Universidade do Futebol

Eduardo Fantato

05/07/2011

Cobrar faltas tipo topspin, sidespin, knuckleball: isso é futebol?

Olá, amigos!

Li uma reportagem no portal G1 sobre um estudo das cobranças de faltas, tendo como tema central o jogador Juninho Pernambucano, do Vasco da Gama. A proposta foi realizada por Ken Bray, do departamento de Engenharia Mecânica da Universidade de Bath, na Inglaterra.

Não tive a oportunidade ainda de ler o estudo original, mas com base na matéria, podemos extrair um rico tema para debate e reflexão.

Em entrevista ao portal, o cientista relatou sobre os tipos de cobranças de faltas. E pelo que se percebe, a ciência identificou três variações de cobranças, assim classificadas:

Topspin: efeito que faz a bola realizar um movimento de subida e queda repentina; tal queda é responsável por fazer com que a gravidade ajude a bola a atingir uma mudança brusca de velocidade no movimento descendente.

Sidespin: efeito lateral na bola; a bola gira sobre um eixo vertical, movendo-se para um dos lados de forma incisiva.

Knuckleball: que praticamente não coloca efeito na bola (spin), o que chamaríamos no popular “futebolês” de chute “chapado”, reto; assim, a bola sofrerá apenas as forças aerodinâmicas, tendendo a se mover de forma imprevisível.

Nesse aspecto, as mudanças do material, de gomos e tecnologias aplicadas na construção da bola interferem bastante também.

Vimos que o estudo do futebol pode ser complexo e detalhado, mas para nós é imprescindível enxergar e visualizar como esse estudo pode ajudar no desenvolvimento do jogo. E talvez aí seja o ponto tão discutido por todos sobre a rixa “acadêmicos x profissionais”, a qual, pessoalmente, pode ser tanto para um como para outro uma vaidade exacerbada e prepotência, já que uma não é indissociável da outra.
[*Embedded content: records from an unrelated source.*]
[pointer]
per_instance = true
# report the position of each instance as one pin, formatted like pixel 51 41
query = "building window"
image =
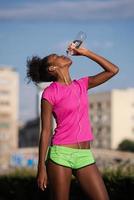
pixel 4 125
pixel 4 92
pixel 5 115
pixel 4 103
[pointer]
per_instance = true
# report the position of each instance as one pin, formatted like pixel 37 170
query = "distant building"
pixel 9 88
pixel 112 117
Pois bem: se foram identificados esses três tipos de cobrança, podemos superficialmente lançar dois desafios para o desenvolvimento do jogo.
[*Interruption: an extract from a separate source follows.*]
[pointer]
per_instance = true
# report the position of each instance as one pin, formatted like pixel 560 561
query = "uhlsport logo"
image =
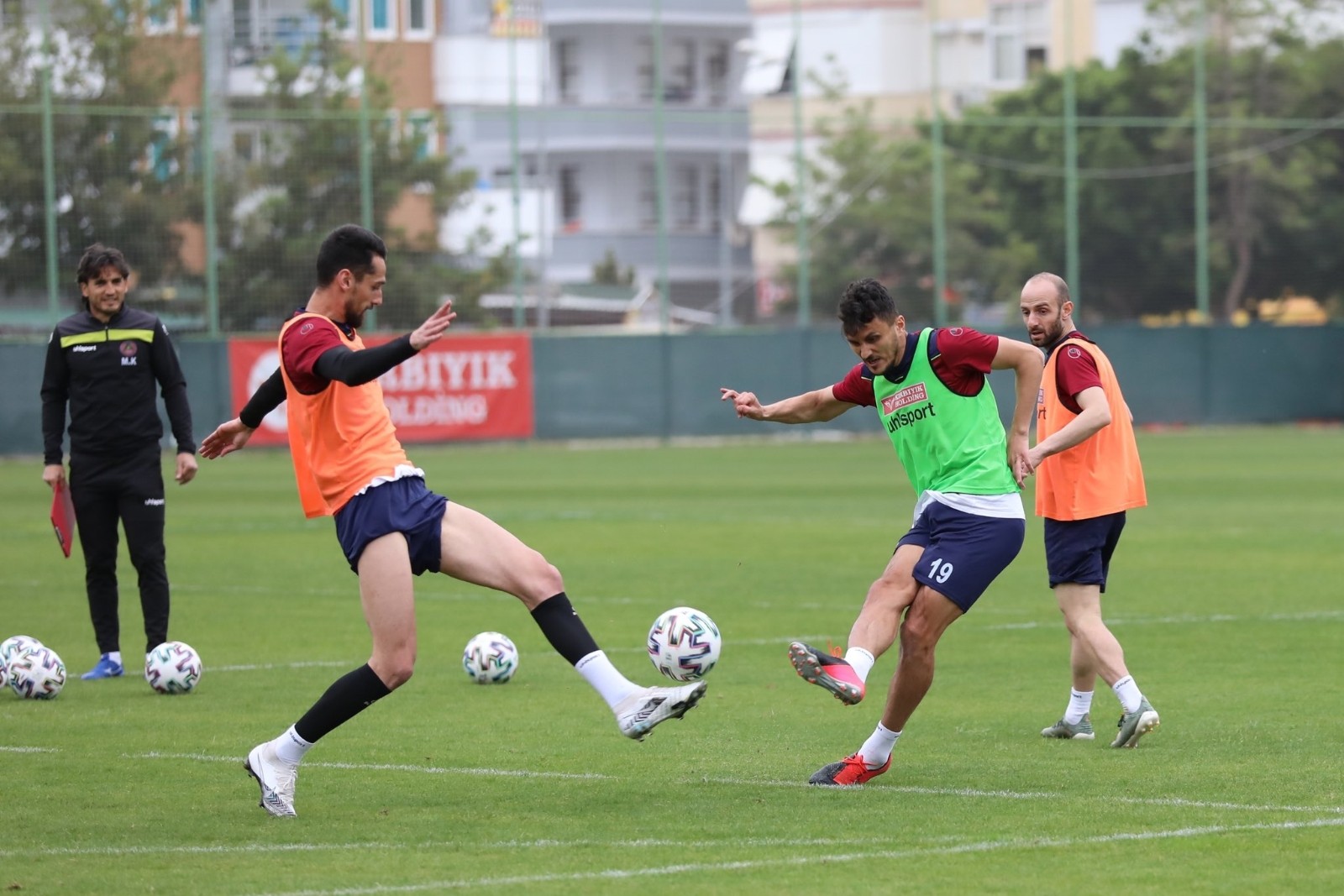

1. Como fazer para analisar tais variáveis e identificá-las nos perfis de cobradores de faltas adversários de forma a ajudar o goleiro de nossa equipe a ter uma intervenção mais precisa?
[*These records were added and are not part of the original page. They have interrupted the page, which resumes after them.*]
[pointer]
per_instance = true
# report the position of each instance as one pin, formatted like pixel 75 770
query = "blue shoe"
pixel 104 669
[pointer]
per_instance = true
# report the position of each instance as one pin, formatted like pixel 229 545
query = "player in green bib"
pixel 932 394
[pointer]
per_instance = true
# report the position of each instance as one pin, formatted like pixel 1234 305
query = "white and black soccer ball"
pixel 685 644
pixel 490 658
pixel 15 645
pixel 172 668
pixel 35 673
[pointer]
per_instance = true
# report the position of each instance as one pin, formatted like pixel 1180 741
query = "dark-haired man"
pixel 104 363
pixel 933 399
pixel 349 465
2. Como desenvolver formas de treinamento, respeitando as capacidades e habilidades de cada jogador, já que podem apresentar ou não competências para tais tipos de efeitos nas cobranças, para que nossos atletas sejam formados com possibilidades variadas de realizar as diferentes ações?

Desta forma, acredito que estaríamos fazendo o papel de integrar tecnologia, ciência e prática, e não ficarmos, como fazem alguns, criticando o estudo por não servir para nada; ou como fazem outros, que acham que essa é uma das maiores descobertas do futebol, sem sequer saber como isso de fato pode ser útil.

E mesmo assim não podemos encerrar a discussão (que não é breve nem simples) sobre esses dois desafios, porque como bem sabemos, não adianta ser um excelente executor desses três tipos de faltas sem o elemento tático primordial nesse momento, que é tomar a decisão de escolher a melhor solução.